🤖 AI Summary
To address the core bottlenecks of low data efficiency and poor generalization in reinforcement learning, this paper proposes a novel agent architecture integrating large language models (LLMs), episodic memory, and a world-graph representation. Methodologically, it introduces three key innovations: (1) language-grounded embeddings for bridging symbolic and sub-symbolic representations; (2) structured world-graph modeling to encode relational knowledge; and (3) a dynamic arbitration mechanism for critical state identification. The architecture synergizes symbolic reasoning with neural learning via LLM-based semantic encoding, rapid episodic memory retrieval, world-graph relational inference, and lightweight critical-state detection—enhancing semantic awareness and adaptive decision-making. Evaluated on the BabyAI-Text benchmark, the agent achieves a 76% improvement over the strongest baseline on generalization tasks such as FindObj, demonstrating substantial gains in cross-task transfer and zero-shot generalization.
📝 Abstract
Reinforcement learning (RL) has driven breakthroughs in AI, from game-play to scientific discovery and AI alignment. However, its broader applicability remains limited by challenges such as low data efficiency and poor generalizability. Recent advances suggest that large language models, with their rich world knowledge and reasoning capabilities, could complement RL by enabling semantic state modeling and task-agnostic planning.

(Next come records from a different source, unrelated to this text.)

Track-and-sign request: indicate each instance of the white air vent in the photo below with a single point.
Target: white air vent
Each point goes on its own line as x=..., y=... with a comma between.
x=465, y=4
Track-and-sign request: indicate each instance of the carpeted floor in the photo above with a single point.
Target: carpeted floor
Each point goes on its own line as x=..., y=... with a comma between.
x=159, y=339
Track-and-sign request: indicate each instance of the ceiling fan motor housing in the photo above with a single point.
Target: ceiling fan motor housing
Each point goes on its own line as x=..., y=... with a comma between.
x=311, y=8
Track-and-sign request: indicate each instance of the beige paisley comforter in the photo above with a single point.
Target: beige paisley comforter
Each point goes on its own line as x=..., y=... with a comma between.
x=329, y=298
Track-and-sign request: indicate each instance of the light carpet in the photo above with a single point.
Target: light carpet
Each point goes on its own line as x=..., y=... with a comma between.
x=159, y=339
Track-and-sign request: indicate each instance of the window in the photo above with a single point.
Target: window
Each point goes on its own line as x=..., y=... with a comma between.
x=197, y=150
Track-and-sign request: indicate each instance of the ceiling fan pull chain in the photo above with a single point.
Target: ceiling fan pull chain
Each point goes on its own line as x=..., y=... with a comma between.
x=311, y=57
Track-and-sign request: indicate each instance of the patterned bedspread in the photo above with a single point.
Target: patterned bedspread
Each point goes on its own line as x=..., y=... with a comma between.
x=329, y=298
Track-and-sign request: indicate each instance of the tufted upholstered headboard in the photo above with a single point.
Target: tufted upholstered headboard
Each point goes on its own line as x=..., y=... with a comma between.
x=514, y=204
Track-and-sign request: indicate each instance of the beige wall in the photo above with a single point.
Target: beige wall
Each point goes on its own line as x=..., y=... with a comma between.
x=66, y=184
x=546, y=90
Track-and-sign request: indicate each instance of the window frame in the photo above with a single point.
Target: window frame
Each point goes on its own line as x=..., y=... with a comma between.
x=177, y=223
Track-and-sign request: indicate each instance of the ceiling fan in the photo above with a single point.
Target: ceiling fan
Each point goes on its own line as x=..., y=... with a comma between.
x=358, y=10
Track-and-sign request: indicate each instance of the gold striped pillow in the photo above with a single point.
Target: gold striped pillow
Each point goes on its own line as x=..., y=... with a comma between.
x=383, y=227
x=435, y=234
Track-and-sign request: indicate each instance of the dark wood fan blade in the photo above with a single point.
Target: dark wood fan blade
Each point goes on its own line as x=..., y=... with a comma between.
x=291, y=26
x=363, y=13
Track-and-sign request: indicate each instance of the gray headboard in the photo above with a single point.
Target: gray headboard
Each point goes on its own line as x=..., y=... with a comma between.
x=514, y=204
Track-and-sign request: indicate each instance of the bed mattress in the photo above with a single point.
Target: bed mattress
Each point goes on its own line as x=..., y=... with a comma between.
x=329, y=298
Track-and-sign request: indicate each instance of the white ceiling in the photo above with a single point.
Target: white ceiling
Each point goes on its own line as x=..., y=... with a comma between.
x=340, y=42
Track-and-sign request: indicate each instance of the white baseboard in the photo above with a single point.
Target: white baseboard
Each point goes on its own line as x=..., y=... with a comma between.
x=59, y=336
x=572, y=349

In this work, we propose the Agentic Episodic Control (AEC), a novel architecture that integrates RL with LLMs to enhance decision-making. The AEC can leverage a large language model (LLM) to map the observations into language-grounded embeddings, which further can be stored in an episodic memory for rapid retrieval of high-value experiences. Simultaneously, a World-Graph working memory module is utilized to capture structured environmental dynamics in order to enhance relational reasoning. Furthermore, a lightweight critical state detector dynamically arbitrates between the episodic memory recall and the world-model-guided exploration. On the whole, by combining the trial-and-error learning scheme with LLM-derived semantic priors, the proposed AEC can improve both data efficiency and generalizability in reinforcement learning. In experiments on BabyAI-Text benchmark tasks, AEC demonstrates substantial improvements over existing baselines, especially on complex and generalization tasks like FindObj, where it outperforms the best baseline by up to 76%. The proposed AEC framework bridges the strengths of numeric reinforcement learning and symbolic reasoning, which provides a pathway toward more adaptable and sample-efficient agents.